We reported doing those things with a continuous-wave (CW) lidar system in the referenced publication without the aid of an external range finder, so this statement is incorrect. The CW technique was first used in radar many decades ago to do ranging, so there really is not an advantage or necessity to choose one technology over another if ranging is the only consideration. In fact, one of the main applications for CW lidar is ranging. The same physics applies to either technology. If a narrow pulse is required for target discrimination purposes, this can also be achieved with CW using a modulation with a wide bandwidth. Once the matched filter transform is performed, a narrow-width synthetic pulse can be achieved. A 3 m resolution CW ranging lidar would require a modulation bandwidth of Δf = = 50 MHz, where c is the light speed and Δr is the ranging resolution. This is not difficult, especially if optical communication hardware is utilized. Another method would be to use frequency-modulated CW (FMCW; Gao and Hui, 2012) or phase-modulated CW (PMCW; Zhi et al., 2025) and heterodyne detection. In fact, FMCW lidar is used in the auto industry to detect near objects (Kim et al., 2020).

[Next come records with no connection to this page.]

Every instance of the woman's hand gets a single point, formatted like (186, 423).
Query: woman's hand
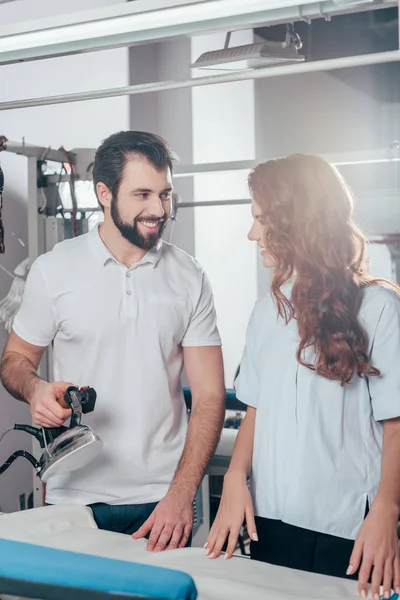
(376, 552)
(235, 507)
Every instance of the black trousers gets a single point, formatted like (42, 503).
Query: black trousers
(297, 548)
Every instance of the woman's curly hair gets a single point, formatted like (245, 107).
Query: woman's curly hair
(309, 232)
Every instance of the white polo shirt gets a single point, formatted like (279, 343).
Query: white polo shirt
(120, 331)
(317, 446)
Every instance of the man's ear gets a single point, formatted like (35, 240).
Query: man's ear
(104, 194)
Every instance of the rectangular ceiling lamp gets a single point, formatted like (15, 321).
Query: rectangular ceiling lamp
(256, 55)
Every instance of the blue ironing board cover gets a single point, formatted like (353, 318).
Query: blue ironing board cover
(29, 562)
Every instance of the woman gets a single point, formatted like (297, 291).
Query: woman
(321, 377)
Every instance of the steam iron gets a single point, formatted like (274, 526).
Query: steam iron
(65, 448)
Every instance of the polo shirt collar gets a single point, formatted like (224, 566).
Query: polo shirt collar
(105, 256)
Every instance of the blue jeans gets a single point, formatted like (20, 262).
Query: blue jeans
(121, 519)
(126, 518)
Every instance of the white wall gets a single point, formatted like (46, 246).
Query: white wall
(224, 130)
(82, 124)
(327, 113)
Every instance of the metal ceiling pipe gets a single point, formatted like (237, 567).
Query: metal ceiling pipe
(275, 71)
(152, 21)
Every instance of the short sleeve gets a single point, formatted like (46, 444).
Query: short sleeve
(35, 321)
(385, 356)
(202, 329)
(247, 381)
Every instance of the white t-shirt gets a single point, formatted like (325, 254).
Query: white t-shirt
(317, 446)
(120, 331)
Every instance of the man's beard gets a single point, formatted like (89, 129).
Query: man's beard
(132, 233)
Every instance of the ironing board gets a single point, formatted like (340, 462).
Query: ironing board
(73, 528)
(48, 573)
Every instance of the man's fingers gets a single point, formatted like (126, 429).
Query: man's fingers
(145, 528)
(212, 537)
(219, 542)
(363, 577)
(156, 531)
(396, 574)
(57, 410)
(232, 541)
(376, 581)
(355, 558)
(164, 538)
(251, 524)
(388, 578)
(186, 534)
(45, 418)
(176, 537)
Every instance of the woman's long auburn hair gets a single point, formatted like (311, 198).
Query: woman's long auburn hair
(309, 232)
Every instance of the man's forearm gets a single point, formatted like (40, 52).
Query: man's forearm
(243, 451)
(389, 489)
(18, 376)
(203, 435)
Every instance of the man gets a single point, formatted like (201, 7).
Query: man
(125, 312)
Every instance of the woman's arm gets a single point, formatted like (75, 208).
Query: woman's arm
(376, 548)
(236, 504)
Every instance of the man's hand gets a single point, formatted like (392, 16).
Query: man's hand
(48, 408)
(170, 523)
(376, 552)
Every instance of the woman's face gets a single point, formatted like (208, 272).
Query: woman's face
(257, 234)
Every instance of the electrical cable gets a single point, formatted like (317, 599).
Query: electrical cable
(71, 181)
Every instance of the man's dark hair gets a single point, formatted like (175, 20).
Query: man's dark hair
(113, 154)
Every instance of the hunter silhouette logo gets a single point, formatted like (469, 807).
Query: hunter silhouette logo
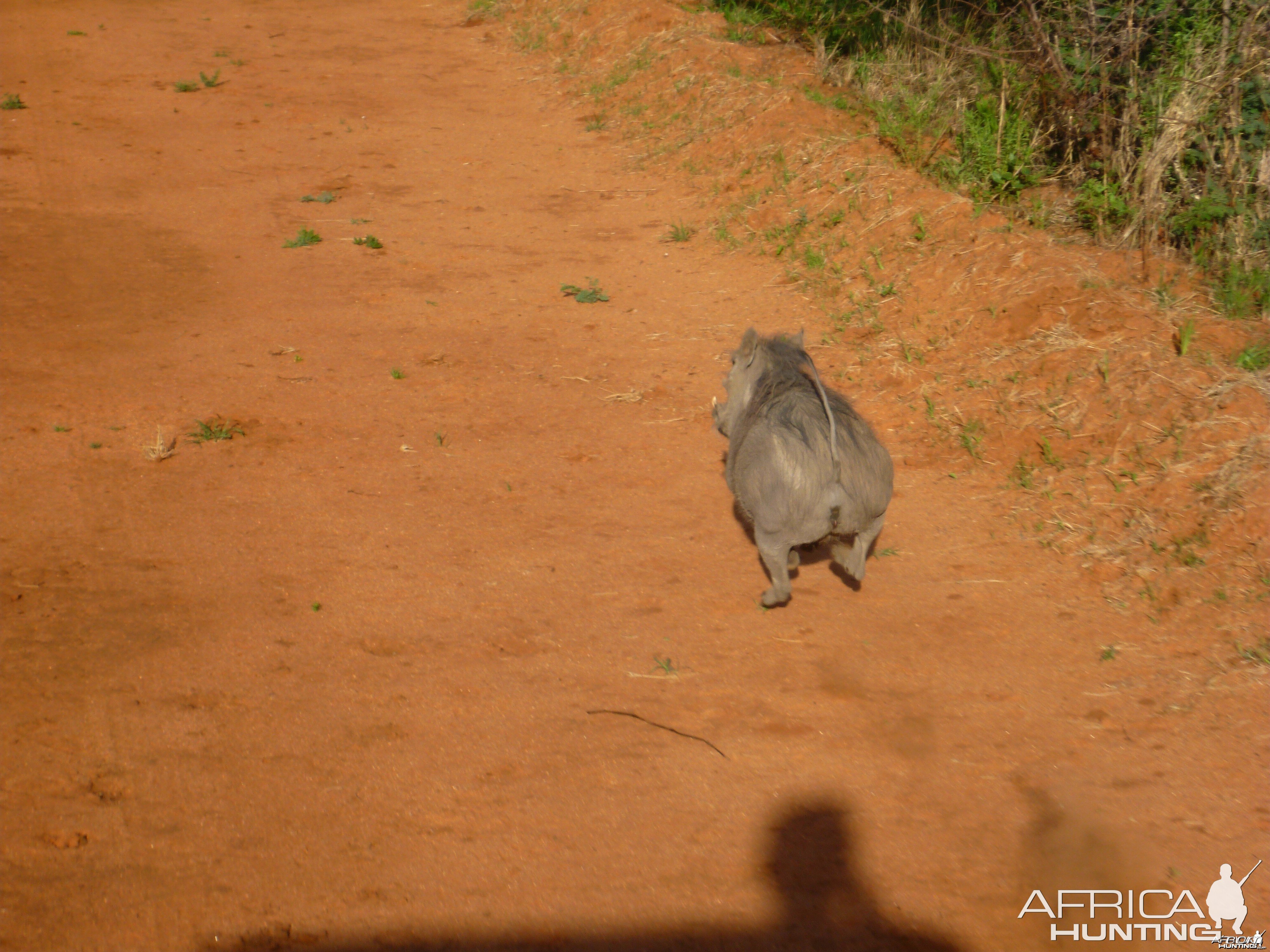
(1226, 901)
(1165, 922)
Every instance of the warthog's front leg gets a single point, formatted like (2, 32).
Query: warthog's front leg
(775, 554)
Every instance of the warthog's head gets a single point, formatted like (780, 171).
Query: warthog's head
(749, 364)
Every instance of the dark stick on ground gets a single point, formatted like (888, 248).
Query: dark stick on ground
(653, 724)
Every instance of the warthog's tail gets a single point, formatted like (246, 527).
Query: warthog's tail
(825, 402)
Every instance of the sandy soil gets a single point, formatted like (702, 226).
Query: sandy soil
(349, 680)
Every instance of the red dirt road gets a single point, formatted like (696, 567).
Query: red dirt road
(328, 684)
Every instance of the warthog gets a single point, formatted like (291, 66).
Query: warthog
(802, 463)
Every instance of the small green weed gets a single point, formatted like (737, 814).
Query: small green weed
(305, 238)
(1048, 456)
(1164, 296)
(680, 233)
(1184, 549)
(836, 102)
(1023, 474)
(1259, 653)
(971, 439)
(214, 431)
(1254, 357)
(585, 296)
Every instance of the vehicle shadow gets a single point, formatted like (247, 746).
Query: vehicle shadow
(826, 907)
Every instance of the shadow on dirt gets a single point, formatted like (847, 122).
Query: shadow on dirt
(826, 907)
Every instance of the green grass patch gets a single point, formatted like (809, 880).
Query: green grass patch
(589, 295)
(305, 238)
(214, 431)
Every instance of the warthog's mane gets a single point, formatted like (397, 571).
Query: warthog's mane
(787, 395)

Regarding the point of a narrow pulse (or alternatively a narrow synthetic CW pulse) being required to do ranging down to 3 m, the following is the case: if the field is cluttered by clouds or other features, we would say this statement is probably true depending on the situation, but in clear-sky conditions where the ground is the only return, interpolation can be used. Interpolating lower-resolution lidars is not a particularly controversial technique and has been used extensively in the past (Hu et al., 2007; Ai et al., 2011; Dobler et al., 2013; Lu et al., 2014; Campbell et al., 2014). If the field is cluttered by closely spaced scatterers, one return could interfere with another to distort the shape of the pulse and affect the range measurement. If the ground is the only return, this is not likely to occur except through ground topography, which would also affect a pulse lidar. In some pulse lidars where there is variability from pulse to pulse, interpolation can be more problematic depending on the system. However, CW does not suffer from this. Each modulation frame is generated from a preset waveform and clock, and there is a very high degree of repeatability. Not only that, but each synthetic pulse is generated from multiple sweeps in our processing, and the interpolation is a natural feature of the way that we do the matched filtering, using a type of circular Fourier interpolation by collapsing the Kronecker comb of the matched filter in the frequency domain, so the results of the modified matched filter produce an interpolated synthetic pulse with very good results (Campbell et al., 2014). As long as the signal is Nyquist sampled, the original continuous signal can be recovered to within the limits of noise. This is the basic tenet of the Nyquist–Shannon sampling theorem. Fourier interpolation (or at least our version of it designed for circular correlations) is the most natural and accurate interpolation method for this type of band-limited signal.
The paper in question shows results from the Multifunctional Fiber Laser Lidar (MFLL), an instrument that was developed over many years by Harris Corporation (now L3Harris) in collaboration with NASA Langley Research Center. MFLL evolved from an instrument that used a single-frequency modulation for each wavelength that was orthogonal to one another in its early development (Dobbs et al., 2008) to what it was on the Atmospheric Carbon and Transport – America (ACT America) flights where it used orthogonal swept frequency modulations (Dobler et al., 2013; Campbell et al., 2020). Although it is true that ranging is more problematic with single-frequency modulations, swept frequency modulation is a technique commonly used in many older CW radars to do ranging, and that is what was being used by MFLL for the ACT America flights. The results show that the ranging is clearly less than 3 m, which meets and, actually, exceeds the science/instrumentation requirement. The authors have also experimented with PN code modulation on different instruments with good results (Campbell et al., 2014).